It’s another day in a DroneAge religion
It took 12 “researchers” to discover that the best way you, personally, can change the future global climate is to avoid having kids. If you do have kids, you can make up a bit, apparently, by all going vegetarian. If that’s too hard, consider swapping your dog for a hamster. But if you have to have kids, dogs, and eat meat, at the very least, assuage your green guilt for living in the easiest, most bountiful time and place on Earth, by feeding your dog some sweet potatoes occasionally instead of Chum.
Got that? How many tens of thousands of dollars of taxpayer funds did it take to discover this while not ever once google searching for “reasons climate models are wrong/skill-less/barking fairy failures?
Marvel at the Washington Times sentence construction — this study comes with cows?
The study comes with livestock, notably cows, already targeted by the environmental movement for their prodigious methane production, prompting calls for people to reduce their beef consumption in order to reduce greenhouse-gas emissions.
This news is popular with all vegetarian, childless, dogless, lizard owners:
His study, which found that dogs and cats have a significant impact on carbon emissions as a result of their meat-based diets, met with howls from pet owners and a lukewarm reception even from some environmentalists who also happen to love dogs.
So did the study calculate how many degrees foregoing all dogs in the US would cool the planet by?
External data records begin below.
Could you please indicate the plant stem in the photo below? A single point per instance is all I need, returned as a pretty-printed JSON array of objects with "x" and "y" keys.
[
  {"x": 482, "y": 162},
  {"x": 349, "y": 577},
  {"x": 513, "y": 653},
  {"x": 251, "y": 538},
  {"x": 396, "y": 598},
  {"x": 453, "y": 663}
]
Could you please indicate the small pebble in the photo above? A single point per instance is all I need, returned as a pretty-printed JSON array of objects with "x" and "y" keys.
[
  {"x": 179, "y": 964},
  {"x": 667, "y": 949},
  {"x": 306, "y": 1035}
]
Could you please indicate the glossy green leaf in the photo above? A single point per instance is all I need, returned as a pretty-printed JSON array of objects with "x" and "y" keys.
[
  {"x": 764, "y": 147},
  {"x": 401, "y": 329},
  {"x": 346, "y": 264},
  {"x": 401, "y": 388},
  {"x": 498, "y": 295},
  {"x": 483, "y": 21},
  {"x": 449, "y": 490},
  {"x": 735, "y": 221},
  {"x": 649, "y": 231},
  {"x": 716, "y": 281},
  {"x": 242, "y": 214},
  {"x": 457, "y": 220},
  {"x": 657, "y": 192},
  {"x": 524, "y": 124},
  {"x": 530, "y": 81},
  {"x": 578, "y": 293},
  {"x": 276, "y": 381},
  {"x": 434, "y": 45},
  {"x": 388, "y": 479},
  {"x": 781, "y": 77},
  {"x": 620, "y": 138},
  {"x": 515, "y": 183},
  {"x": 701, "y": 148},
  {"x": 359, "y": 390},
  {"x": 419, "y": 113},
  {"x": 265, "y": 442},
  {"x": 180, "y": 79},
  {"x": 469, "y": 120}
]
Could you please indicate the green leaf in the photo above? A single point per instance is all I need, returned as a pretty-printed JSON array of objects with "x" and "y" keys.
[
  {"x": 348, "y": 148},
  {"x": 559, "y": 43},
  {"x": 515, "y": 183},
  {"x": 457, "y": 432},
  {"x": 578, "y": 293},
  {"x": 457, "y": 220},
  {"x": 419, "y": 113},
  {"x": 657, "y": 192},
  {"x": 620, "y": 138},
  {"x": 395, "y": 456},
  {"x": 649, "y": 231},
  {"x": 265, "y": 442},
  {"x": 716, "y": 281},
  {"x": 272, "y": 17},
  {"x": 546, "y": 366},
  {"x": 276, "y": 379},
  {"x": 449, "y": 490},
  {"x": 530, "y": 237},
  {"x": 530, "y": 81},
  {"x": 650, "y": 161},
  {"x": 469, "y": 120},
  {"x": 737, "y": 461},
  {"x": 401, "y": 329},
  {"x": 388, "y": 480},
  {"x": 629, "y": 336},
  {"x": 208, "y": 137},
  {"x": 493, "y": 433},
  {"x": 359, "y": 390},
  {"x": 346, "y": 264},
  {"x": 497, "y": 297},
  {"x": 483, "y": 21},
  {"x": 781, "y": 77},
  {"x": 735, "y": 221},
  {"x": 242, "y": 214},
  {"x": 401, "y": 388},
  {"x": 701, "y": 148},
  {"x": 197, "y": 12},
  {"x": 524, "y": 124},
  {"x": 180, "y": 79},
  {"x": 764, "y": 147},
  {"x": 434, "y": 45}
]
It doesn’t seem to say…
In his paper published last week, UCLA professor Gregory S. Okin found that meat-eating dogs and cats create the equivalent of 64 million tons of carbon dioxide per year based on the energy consumption required to produce their food, or the same impact as driving 13.6 million cars.
There is great care to package this message as the height of reasonableness as if the people suggesting the climate changing effects of dogs were all amicable flexibility and sense. Readers can find an option that suits their level of penance: everything from not having kids at all down to occasional sweet potato snacks for your 250-pound mastiff. (Remember it’s not the outcome that matters when it comes to the planet, it’s the intent…)
“I like dogs and cats, and I’m definitely not recommending that people get rid of their pets or put them on a vegetarian diet, which would be unhealthy,” Mr. Okin said in a statement. “But I do think we should consider all the impacts that pets have so we can have an honest conversation about them. Pets have many benefits but also a huge environmental impact.”
What they are really afraid of, is that the Chinese will get as many pets-per-capita as the US:
“Americans are the largest pet owners in the world, but the tradition of pet ownership in the U.S. has considerable costs,” Mr. Okin said in his Aug. 2 paper, published in PLOS One. “As pet ownership increases in some developing countries, especially China, and trends continue in pet food toward higher content and quality of meat, globally, pet ownership will compound the environmental impacts of human dietary choices.”
It’s only the Earth at stake, so don’t put yourself out too much:
What’s the answer? Mr. Okin suggested making the transition from dogs and cats to smaller animals including hamsters, reptiles, and birds, or herbivores such as horses.
For a moment I had an image of him studying dogs that are bigger than horses.